Application of TAT-TVTSP as a novel anti-asthmatic drug and molecular mechanism study for Bcl-2 leading to neurite outgrowth

Abstract

Asthma is a chronic lung disease that causes airflow obstruction due to airway inflammation. However, its therapeutics still remain inadequate. We previously reported that phospholipase D1 (PLD1) is required for house dust mite allergen (HDM)-induced airway inflammation. We also revealed that PLD1 is specifically inactivated by binding to TVTSP motif of assembly protein, 180 kDa (AP180). Therefore, we aim to develop a novel anti-asthmatic agent that could suppress airway inflammation by inhibiting PLD1, and examine its acute and chronic toxicity. We designed TAT-TVTSP, a PLD1-inhibitory peptide fused with cell-penetrating peptide (CPP). TAT-TVTSP was efficiently delivered into bronchial epithelial cells, and reduced Dermatophagoides farinae 2 (Der f 2)-induced PLD activation and IL-13 production. We also demonstrated that the TVTSP motif of AP180 directly bound to the His858/Lys860 residues of PLD1. Intranasally-administered TAT-TVTSP was efficiently transferred to murine airway tissues, and ameliorated airway inflammation in HDM-induced allergic asthma mouse model. Moreover, we investigated the safety of TAT-TVTSP as a therapeutic agent through single- and repeated-dose toxicity studies in a mouse model. Taken together, these results indicated that a TAT-TVTSP may be useful for treating HDM-induced allergic inflammatory asthma. Bcl-2 is highly expressed during neural development in the nervous system, and plays a key role in modulating cell survival. Besides the anti-apoptotic function, Bcl-2 was previously suggested as a mediator of neuronal differentiation. However, the mechanisms by which Bcl-2 might have impacts on the neurogenesis is not sufficiently understood. We aim to unveil the non-apoptotic functions of Bcl-2 during neuronal differentiation.
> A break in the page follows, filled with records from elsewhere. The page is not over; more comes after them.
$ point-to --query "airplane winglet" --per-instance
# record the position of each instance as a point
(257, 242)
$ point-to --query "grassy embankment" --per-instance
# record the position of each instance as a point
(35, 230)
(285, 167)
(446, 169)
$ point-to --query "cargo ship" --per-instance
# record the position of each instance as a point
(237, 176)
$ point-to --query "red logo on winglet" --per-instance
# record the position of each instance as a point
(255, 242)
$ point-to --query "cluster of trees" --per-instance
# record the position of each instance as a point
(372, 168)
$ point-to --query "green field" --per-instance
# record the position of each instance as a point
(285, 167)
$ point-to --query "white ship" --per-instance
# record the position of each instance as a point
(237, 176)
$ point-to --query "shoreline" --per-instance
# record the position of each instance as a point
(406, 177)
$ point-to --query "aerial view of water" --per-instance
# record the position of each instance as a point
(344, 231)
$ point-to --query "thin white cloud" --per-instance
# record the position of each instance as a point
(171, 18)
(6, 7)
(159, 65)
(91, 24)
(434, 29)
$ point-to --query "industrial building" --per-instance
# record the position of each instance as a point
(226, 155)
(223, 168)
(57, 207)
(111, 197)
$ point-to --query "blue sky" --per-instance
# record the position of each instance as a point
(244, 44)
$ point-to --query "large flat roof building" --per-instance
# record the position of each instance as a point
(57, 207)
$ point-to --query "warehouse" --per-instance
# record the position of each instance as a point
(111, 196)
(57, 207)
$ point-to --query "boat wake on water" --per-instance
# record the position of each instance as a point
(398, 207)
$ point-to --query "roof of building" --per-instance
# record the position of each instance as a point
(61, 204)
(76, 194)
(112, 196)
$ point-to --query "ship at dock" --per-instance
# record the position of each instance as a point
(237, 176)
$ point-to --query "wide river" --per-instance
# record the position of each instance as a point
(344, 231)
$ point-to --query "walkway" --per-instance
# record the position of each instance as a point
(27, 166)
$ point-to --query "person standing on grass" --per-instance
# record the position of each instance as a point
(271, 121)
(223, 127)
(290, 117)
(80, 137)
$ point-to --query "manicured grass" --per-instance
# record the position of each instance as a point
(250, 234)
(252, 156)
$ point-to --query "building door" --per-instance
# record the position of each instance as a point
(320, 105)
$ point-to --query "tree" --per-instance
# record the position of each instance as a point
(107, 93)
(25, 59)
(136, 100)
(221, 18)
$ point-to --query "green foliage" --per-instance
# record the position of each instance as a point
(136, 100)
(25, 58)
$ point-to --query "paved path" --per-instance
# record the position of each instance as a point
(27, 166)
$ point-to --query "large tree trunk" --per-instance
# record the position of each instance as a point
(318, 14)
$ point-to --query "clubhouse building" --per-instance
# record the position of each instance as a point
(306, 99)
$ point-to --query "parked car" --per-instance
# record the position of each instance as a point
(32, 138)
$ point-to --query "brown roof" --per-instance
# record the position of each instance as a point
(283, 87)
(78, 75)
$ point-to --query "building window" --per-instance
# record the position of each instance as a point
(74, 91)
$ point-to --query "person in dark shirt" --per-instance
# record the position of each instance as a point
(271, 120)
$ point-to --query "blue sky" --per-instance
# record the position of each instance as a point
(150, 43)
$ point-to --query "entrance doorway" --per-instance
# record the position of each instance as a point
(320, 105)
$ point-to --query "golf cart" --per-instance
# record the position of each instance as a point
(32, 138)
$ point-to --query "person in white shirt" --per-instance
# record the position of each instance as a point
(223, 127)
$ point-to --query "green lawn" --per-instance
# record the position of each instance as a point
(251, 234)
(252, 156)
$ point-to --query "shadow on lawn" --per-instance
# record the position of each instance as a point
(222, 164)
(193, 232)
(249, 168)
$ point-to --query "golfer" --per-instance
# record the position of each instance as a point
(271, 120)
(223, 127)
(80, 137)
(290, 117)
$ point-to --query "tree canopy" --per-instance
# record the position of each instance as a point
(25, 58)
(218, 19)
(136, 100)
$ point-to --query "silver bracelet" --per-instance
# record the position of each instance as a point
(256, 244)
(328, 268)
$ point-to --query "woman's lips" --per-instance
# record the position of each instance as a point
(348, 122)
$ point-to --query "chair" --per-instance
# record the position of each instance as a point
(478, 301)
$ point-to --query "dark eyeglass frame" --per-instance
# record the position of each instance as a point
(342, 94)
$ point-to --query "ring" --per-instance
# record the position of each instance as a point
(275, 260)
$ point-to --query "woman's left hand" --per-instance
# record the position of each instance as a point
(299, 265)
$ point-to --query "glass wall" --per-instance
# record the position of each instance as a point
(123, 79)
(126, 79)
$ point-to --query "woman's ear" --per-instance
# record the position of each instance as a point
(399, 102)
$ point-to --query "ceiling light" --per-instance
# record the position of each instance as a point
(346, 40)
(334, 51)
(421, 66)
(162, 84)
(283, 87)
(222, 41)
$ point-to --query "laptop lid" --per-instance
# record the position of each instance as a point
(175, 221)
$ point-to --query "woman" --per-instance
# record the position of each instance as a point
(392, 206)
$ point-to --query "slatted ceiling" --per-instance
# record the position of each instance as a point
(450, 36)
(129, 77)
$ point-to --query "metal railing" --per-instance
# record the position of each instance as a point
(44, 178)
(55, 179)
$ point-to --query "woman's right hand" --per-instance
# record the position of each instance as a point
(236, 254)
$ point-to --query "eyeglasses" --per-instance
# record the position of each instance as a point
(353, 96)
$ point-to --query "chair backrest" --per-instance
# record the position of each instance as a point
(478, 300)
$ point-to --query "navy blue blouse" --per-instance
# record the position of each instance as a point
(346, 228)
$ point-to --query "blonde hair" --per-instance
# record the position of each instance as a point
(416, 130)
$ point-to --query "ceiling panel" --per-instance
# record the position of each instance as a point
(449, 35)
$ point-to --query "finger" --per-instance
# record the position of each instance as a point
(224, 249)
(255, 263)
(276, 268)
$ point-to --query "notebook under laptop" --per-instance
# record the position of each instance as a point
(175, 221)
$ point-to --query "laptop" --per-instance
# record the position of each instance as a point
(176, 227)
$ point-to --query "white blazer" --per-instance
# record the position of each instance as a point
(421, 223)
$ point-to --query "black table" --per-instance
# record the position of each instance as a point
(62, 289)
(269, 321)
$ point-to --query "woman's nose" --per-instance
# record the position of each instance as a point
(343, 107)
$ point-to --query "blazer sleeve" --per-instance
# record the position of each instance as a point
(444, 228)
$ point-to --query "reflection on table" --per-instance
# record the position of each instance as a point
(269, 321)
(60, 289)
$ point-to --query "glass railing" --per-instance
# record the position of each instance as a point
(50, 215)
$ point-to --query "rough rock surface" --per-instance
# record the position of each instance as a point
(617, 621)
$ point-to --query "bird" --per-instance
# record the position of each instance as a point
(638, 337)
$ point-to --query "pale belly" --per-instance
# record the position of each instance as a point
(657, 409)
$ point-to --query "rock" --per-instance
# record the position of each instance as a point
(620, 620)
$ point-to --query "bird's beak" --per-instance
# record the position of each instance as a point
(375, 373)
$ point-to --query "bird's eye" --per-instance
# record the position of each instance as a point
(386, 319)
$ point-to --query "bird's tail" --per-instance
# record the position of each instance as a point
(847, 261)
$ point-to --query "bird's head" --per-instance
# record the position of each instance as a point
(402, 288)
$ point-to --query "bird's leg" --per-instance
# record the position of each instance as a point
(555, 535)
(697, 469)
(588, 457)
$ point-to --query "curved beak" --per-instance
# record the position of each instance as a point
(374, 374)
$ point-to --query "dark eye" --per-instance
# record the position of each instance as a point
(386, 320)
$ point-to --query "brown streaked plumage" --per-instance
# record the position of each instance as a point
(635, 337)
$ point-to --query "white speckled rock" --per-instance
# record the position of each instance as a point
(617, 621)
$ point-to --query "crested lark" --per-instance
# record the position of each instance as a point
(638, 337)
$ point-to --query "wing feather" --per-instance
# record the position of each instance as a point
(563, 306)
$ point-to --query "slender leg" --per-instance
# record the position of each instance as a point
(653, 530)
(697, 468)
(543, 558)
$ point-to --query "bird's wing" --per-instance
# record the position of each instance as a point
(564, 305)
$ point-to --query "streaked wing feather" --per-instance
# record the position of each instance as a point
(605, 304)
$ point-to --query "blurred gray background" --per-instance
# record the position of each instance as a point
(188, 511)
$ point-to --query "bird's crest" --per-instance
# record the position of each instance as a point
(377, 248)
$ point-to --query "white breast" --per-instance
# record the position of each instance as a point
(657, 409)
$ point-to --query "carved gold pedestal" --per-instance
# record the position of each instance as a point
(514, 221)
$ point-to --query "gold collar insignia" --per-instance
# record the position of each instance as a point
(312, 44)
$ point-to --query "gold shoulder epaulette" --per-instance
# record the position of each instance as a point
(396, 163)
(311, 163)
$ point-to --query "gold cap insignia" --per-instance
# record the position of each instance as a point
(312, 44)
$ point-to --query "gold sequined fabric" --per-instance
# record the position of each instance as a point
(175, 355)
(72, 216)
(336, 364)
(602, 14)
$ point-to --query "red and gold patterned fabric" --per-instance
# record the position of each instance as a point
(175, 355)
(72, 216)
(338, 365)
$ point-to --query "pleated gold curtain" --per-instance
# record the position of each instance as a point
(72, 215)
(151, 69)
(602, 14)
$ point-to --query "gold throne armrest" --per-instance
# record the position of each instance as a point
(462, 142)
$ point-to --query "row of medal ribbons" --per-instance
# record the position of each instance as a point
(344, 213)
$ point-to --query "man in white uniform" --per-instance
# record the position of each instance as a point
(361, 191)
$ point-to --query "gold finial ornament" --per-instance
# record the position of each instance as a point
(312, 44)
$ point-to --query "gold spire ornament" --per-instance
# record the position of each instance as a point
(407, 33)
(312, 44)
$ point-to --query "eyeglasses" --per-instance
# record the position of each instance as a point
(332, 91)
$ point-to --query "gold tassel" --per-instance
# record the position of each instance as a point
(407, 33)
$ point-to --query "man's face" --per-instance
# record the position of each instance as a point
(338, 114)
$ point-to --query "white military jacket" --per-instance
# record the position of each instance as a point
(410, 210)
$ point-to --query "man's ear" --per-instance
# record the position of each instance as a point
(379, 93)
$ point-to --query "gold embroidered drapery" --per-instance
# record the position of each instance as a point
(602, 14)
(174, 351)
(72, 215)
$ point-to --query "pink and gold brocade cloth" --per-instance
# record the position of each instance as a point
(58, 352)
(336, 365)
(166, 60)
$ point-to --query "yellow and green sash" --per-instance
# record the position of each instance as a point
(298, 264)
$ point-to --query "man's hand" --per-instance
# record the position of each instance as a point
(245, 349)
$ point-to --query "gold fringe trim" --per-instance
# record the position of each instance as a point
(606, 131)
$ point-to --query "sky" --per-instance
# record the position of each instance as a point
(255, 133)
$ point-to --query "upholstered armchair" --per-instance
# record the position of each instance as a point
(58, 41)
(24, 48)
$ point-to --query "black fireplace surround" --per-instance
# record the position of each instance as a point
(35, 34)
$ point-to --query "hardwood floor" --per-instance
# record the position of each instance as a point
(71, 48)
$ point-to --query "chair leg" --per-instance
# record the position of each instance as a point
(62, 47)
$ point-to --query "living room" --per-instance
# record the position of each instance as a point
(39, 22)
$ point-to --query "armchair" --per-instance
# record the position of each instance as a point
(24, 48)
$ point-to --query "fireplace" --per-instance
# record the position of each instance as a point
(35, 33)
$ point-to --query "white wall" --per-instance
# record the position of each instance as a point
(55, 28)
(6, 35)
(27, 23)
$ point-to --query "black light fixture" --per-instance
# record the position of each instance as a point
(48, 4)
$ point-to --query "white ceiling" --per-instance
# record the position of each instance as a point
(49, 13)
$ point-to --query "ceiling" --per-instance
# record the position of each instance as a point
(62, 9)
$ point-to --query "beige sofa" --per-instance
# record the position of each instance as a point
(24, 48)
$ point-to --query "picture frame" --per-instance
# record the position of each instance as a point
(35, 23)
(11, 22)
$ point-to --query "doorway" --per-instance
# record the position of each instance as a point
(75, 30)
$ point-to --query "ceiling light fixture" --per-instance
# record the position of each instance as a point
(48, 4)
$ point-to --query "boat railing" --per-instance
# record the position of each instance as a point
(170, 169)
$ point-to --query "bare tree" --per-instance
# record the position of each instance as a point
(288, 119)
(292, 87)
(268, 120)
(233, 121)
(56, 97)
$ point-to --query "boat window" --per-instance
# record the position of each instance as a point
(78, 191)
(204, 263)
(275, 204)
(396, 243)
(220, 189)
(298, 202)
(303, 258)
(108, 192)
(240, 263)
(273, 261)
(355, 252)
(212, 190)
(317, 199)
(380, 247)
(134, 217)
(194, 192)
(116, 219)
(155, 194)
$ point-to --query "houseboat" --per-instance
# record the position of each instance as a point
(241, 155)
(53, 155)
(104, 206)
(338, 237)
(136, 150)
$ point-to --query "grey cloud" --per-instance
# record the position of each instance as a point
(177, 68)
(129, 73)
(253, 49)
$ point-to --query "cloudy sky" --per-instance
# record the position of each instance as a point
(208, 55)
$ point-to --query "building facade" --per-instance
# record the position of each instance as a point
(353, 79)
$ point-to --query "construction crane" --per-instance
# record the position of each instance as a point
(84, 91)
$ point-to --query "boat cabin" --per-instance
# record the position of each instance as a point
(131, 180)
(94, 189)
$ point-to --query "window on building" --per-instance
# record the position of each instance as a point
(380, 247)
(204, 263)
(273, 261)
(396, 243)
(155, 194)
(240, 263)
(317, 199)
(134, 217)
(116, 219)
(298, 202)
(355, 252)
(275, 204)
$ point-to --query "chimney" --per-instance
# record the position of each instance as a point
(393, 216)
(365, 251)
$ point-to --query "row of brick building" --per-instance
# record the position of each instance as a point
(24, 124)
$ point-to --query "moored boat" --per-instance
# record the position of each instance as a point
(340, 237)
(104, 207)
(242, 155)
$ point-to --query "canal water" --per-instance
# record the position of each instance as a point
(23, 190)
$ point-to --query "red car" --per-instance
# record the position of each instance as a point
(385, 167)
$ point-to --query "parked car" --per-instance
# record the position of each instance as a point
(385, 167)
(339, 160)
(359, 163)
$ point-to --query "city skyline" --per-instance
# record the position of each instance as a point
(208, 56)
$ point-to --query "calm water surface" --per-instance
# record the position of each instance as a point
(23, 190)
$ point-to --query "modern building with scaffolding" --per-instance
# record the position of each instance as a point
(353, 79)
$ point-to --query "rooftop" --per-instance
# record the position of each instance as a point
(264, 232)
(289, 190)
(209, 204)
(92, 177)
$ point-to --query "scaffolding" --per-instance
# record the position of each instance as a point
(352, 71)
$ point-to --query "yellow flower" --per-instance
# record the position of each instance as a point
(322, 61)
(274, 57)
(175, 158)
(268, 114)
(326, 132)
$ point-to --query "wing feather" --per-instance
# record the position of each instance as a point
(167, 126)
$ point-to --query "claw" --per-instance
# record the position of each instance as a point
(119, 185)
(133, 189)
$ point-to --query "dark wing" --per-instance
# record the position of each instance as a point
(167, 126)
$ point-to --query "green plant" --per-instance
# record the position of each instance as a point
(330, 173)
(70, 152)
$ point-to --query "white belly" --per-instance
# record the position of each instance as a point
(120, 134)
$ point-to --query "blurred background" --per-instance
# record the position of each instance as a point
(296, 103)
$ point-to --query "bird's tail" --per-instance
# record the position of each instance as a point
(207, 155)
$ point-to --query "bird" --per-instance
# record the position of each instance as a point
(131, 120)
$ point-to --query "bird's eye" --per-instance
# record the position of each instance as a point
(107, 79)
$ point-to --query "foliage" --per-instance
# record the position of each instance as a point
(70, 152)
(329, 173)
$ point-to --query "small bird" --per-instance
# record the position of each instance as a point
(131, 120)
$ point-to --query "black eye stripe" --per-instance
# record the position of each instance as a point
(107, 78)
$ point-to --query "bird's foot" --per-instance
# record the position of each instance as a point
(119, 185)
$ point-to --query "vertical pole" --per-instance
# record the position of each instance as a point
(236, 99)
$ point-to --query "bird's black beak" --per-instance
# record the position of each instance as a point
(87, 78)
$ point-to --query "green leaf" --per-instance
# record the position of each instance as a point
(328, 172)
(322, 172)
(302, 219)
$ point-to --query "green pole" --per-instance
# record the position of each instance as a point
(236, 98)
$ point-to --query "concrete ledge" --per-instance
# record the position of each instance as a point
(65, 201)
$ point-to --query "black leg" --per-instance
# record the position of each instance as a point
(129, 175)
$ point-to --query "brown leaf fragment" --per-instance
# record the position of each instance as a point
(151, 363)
We analyzed whole gene expression through microarray from rat neural stem cells, and found that Bcl-2 overexpression induced the expression of various neurogenic genes. Moreover, Bcl-2 overexpression increased neurite length as well as expression of Bmp4, Tbx3, and proneural bHLH transcription factors in H19-7 cells. Thereafter, we demonstrated that Bcl-2 overexpression promoted neurite outgrowth through Bmp4/Tbx3/NeuroD1 cascade in H19-7 cells, indicating that Bcl-2 may have a direct role in neuronal differentiation besides well-known anti-apoptotic function.